In contrast, today’s computers and software permit straightforward manipulation of large amounts of data, allowing the analyst to explore data without the drudgery. Interactively “playing around” –creating graphs and plots etc. –is perhaps the best way to understand your data and extract the real meaning without the distributional assumptions of statistical inference. For many if not most purposes, descriptive techniques are all that is needed to effectively characterize sites and make decisions such as where and how to treat and monitor. Simple tools used effectively reveal the essence of the data in ways that determine the follow-up actions.

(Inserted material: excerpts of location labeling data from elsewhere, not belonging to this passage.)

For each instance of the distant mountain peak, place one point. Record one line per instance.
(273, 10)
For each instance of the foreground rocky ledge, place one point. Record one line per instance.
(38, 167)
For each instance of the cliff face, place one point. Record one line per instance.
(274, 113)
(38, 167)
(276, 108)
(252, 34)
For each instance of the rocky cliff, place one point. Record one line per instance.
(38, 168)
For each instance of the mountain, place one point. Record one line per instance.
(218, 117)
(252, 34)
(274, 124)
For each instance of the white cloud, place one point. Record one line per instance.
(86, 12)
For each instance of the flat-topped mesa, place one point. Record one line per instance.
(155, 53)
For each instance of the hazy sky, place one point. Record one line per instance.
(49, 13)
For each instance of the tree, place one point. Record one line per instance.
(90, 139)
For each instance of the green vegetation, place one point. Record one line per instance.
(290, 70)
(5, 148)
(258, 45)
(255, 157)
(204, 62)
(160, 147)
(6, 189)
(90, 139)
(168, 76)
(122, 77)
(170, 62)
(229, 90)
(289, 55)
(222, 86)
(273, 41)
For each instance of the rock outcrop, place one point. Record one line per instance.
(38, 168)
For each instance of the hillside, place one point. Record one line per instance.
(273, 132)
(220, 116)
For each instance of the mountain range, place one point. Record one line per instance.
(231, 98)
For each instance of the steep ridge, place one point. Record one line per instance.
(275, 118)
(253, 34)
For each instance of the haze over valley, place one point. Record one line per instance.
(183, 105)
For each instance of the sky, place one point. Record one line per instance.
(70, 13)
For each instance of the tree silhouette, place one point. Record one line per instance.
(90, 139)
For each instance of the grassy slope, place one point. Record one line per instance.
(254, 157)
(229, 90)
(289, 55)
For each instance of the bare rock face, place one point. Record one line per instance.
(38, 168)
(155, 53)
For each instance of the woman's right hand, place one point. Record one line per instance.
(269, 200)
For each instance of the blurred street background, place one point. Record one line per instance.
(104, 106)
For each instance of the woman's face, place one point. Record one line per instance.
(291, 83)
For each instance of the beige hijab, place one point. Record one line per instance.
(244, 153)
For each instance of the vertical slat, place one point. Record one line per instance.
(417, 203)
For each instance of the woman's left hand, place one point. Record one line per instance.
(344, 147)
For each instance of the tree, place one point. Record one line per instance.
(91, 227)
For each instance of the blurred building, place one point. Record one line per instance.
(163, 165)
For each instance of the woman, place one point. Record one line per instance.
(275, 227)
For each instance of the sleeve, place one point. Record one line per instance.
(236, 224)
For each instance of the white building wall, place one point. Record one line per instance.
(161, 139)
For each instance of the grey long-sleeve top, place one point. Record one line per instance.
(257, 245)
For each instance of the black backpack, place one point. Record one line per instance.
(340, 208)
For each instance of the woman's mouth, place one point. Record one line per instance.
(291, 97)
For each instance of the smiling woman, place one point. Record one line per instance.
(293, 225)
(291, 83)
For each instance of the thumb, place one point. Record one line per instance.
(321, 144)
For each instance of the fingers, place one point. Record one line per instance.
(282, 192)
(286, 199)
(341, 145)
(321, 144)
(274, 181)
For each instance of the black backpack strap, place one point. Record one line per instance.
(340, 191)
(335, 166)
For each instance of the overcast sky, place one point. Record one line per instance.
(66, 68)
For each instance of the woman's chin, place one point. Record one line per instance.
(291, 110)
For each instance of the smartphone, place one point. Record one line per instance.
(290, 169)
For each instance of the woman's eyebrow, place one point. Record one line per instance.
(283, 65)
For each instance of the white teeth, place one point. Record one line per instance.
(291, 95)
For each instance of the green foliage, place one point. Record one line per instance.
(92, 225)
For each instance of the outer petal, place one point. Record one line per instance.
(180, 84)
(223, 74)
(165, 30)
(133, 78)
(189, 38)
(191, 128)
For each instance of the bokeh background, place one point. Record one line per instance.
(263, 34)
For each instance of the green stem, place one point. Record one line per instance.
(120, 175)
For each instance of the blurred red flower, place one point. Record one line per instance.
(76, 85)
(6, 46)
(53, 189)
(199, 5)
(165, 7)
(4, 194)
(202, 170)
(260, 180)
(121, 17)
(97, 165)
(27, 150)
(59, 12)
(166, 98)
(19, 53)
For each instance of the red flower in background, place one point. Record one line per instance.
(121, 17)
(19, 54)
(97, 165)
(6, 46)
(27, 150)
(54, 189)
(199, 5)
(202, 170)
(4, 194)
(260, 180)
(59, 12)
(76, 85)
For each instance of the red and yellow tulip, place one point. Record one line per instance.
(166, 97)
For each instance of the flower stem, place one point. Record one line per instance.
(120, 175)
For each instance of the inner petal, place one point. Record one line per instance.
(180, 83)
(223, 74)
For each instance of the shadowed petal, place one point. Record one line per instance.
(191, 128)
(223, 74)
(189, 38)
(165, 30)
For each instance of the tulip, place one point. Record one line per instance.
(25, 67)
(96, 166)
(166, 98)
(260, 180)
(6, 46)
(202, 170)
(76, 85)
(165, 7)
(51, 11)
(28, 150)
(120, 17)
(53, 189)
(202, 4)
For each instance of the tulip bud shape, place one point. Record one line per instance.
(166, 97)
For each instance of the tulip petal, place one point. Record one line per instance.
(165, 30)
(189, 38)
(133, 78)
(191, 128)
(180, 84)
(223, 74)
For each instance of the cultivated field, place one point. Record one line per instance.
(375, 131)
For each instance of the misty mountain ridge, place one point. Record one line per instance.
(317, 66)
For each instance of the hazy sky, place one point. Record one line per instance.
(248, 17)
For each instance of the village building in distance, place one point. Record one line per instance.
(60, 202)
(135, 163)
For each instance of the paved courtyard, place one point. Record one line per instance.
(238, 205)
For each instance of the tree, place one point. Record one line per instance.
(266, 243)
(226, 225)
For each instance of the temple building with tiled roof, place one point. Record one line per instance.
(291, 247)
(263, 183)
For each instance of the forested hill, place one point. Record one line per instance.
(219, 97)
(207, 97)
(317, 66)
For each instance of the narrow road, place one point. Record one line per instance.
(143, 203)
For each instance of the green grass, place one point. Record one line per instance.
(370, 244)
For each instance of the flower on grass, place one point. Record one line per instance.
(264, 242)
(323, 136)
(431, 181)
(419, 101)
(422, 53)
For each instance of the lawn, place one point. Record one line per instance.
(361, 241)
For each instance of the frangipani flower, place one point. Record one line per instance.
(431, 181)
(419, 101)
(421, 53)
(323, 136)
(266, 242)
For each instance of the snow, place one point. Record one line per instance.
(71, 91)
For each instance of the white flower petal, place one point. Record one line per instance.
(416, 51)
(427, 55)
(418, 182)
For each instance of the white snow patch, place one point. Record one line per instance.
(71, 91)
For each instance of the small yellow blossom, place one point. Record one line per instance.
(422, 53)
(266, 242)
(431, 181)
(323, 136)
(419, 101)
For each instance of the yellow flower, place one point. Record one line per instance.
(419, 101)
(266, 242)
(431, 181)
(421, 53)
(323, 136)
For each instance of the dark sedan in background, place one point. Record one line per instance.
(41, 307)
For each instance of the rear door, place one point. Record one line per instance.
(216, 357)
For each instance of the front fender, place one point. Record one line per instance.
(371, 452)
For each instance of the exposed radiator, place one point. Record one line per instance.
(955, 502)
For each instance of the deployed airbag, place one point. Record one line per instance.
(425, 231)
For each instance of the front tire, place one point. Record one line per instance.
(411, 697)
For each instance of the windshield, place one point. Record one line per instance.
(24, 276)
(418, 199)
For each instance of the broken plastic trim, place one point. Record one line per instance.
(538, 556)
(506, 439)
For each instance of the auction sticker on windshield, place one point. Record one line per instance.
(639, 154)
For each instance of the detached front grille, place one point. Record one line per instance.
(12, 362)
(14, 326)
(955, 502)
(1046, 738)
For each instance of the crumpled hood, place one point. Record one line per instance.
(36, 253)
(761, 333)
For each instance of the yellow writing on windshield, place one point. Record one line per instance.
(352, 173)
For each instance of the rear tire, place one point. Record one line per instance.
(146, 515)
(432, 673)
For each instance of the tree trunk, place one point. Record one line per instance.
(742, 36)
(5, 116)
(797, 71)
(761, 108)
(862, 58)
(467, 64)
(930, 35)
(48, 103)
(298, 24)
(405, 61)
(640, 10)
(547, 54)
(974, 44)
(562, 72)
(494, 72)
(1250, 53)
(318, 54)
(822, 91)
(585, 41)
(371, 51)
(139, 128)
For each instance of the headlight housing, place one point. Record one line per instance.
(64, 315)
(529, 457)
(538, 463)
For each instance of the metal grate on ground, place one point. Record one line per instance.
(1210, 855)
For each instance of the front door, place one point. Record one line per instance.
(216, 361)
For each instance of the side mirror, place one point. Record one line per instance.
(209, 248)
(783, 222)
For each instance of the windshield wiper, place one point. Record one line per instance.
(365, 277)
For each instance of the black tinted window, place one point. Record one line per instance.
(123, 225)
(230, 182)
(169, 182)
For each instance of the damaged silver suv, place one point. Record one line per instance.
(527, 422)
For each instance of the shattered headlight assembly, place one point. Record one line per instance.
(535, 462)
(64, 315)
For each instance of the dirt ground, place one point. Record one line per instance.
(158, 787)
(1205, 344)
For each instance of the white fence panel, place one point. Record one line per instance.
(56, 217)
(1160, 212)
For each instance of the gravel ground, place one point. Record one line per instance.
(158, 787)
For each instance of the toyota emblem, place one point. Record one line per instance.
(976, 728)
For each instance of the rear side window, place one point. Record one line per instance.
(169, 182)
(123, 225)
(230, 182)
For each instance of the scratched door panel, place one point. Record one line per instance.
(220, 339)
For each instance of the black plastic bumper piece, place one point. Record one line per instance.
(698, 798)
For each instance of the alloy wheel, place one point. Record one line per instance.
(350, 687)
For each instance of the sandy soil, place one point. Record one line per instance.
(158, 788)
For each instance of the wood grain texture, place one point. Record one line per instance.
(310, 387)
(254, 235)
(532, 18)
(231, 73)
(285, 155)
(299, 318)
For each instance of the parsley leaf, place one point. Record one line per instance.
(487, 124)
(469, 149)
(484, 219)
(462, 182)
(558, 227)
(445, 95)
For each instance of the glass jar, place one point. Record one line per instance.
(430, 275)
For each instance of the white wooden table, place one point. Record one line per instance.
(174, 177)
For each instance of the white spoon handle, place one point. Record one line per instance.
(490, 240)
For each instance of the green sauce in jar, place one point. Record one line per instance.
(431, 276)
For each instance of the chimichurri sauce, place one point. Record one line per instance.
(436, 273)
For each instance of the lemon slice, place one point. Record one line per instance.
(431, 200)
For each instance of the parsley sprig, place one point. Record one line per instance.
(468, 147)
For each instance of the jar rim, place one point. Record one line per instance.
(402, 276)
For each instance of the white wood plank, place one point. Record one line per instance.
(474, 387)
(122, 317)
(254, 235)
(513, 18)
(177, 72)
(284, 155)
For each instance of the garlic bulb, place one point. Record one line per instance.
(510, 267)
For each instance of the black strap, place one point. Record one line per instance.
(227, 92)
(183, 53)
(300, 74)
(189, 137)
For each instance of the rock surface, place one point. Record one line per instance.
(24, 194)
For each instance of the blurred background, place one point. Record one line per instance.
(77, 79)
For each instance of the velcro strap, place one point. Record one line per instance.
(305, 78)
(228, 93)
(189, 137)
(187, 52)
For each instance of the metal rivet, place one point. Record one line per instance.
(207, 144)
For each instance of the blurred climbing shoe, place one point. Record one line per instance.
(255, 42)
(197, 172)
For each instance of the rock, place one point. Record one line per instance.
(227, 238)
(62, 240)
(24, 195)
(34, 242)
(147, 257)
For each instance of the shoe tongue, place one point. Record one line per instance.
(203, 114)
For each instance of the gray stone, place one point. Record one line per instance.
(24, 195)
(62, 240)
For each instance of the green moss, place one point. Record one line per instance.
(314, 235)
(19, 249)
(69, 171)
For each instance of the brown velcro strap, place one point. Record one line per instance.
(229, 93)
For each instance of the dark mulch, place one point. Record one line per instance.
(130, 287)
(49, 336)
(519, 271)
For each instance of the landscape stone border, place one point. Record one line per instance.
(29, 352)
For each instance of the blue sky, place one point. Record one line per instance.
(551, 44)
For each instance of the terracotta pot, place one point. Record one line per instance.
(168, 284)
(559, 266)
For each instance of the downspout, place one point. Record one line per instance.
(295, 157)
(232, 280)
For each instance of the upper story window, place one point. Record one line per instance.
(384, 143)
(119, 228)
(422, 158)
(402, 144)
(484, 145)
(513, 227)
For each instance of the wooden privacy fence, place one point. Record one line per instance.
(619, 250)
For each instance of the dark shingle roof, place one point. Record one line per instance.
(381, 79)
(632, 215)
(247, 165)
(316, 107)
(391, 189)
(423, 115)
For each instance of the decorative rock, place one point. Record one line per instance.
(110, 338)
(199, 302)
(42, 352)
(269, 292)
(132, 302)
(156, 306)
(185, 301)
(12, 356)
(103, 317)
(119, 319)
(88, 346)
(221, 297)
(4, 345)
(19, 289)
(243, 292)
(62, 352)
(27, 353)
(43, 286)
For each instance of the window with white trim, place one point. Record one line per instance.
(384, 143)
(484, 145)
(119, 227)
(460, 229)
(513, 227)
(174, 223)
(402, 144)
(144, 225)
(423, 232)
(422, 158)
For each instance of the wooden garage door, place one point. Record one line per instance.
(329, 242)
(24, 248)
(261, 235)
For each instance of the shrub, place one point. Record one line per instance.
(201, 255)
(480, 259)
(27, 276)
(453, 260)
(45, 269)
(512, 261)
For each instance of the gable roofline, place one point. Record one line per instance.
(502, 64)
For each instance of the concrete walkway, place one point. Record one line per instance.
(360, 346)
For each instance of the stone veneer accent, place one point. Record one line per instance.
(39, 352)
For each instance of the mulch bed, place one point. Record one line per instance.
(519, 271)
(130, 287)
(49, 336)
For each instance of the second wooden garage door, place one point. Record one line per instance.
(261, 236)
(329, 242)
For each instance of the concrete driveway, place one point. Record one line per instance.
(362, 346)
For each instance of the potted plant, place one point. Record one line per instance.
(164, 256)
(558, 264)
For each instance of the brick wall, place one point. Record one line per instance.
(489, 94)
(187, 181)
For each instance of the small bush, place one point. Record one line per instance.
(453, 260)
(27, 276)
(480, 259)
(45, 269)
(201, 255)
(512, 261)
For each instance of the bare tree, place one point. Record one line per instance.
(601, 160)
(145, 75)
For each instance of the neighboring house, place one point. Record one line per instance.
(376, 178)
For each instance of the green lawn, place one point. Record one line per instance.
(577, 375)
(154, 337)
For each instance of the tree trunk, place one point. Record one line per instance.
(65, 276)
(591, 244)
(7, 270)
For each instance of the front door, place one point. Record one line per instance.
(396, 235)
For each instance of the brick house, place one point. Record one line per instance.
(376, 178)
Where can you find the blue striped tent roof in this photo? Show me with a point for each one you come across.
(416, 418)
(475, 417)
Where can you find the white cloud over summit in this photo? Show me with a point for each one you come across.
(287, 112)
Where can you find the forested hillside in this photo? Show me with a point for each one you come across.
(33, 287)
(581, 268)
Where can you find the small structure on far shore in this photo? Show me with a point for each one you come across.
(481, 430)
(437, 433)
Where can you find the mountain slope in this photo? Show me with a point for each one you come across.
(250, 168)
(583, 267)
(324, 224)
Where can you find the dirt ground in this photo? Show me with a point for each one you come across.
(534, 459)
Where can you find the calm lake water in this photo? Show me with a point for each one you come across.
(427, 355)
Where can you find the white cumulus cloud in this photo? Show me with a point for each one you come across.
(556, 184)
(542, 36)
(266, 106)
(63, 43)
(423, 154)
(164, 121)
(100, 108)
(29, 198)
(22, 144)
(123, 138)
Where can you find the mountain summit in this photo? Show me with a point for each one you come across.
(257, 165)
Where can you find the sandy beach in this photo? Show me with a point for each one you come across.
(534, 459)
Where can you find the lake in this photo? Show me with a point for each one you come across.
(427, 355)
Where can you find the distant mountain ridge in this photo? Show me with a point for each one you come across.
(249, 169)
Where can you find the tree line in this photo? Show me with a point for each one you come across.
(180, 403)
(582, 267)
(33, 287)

This paper illustrates common exploratory data analysis techniques and visual methods: box plots, quantile plots, quantile-quantile plots, ratio and double ratio plots, stem-and-leaf plots, and scatter plots are used to identify patterns or trends in various types of environmental data. Also shown are a simple but effective means to assess the distribution of data (the 5-point data characterization method) and an example of a user-friendly statistical and graphical software package (STATA).
In one particularly striking example, a plot prepared using exploratory and graphical data analysis showed contaminant from a dense non-aqueous phase liquid (DNAPL) was in soils above the confining stratum, contrary to what was thought; the implications for treatment were dramatic. While this paper focuses mainly on analytical data, the methods can be applied to field parameter data as well.